While Miriam and Eliezer and Rebecca didn’t pay attention to the children’s affinity for that picture, Zohar noticed it early on, when they were still toddlers. He would often see them standing there while they were growing up, and from the doorway or from across the room he would quietly watch his grandchildren—the little boy, the little girl, staring up at the old faded image of himself and his long-dead brother. Zohar knew that he was speaking to the children from the photograph, but he did not know exactly what he was telling them. He wondered if he was telling them about running on the walls of the Old City with his brother when they were children. How much fun it was! Grandfather Eliezer running with them, his baggy pants flopping in the wind, the neighbors waving to them, shouting “Hello!” Zohar wondered if he was telling Nomi and Boaz about how he and Moshe used to play soccer together in Petach Tikvah. How they would run down the field so fast side by side, kicking the ball back and forth, and how if they ran fast enough sometimes he himself would grow confused by who was who and which was which and unsure of whether the breath pounding in his lungs and even his lungs themselves belonged to himself or to his twin brother. When he would have these thoughts, these memories, he would smile and the nectar of a past life would fill him up with a warm radiant feeling.
But more
often, Zohar did not feel the least bit radiant while he watched the children watching him and Moshe on the wall. More often, he would grow angry seeing Boaz and Nomi standing close together, and would feel a sharp distaste, a palpable hostility, even a little bit of hate for them well up inside of him. The feeling he had was like a barricade in his soul. A barricade blocking out the deep love he felt for these children.
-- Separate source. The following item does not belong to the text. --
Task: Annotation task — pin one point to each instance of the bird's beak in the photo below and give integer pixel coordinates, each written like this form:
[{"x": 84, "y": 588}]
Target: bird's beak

While the children were still entranced, Zohar would slip away. Usually he went out into the orchard where he would bend down low to the earth more urgently than usual, digging holes that didn’t need to be dug or pruning trees that did not need pruning. He would work for hours, trying to forget about photographs and grandchildren and barricades and brothers. But the effort was always too much, and by the time he would come back into the house for dinner he would be too exhausted to smile. The grimace on his face would make it hard for Nomi and Boaz to understand how the smiling young man on the left of the photograph and this very angry old man sitting across from them eating tomato salad could both actually be the same person. Sometimes, after dinner, they would steal back into the salon to take another look at the picture on the wall, in order to check that they had not been mistaken.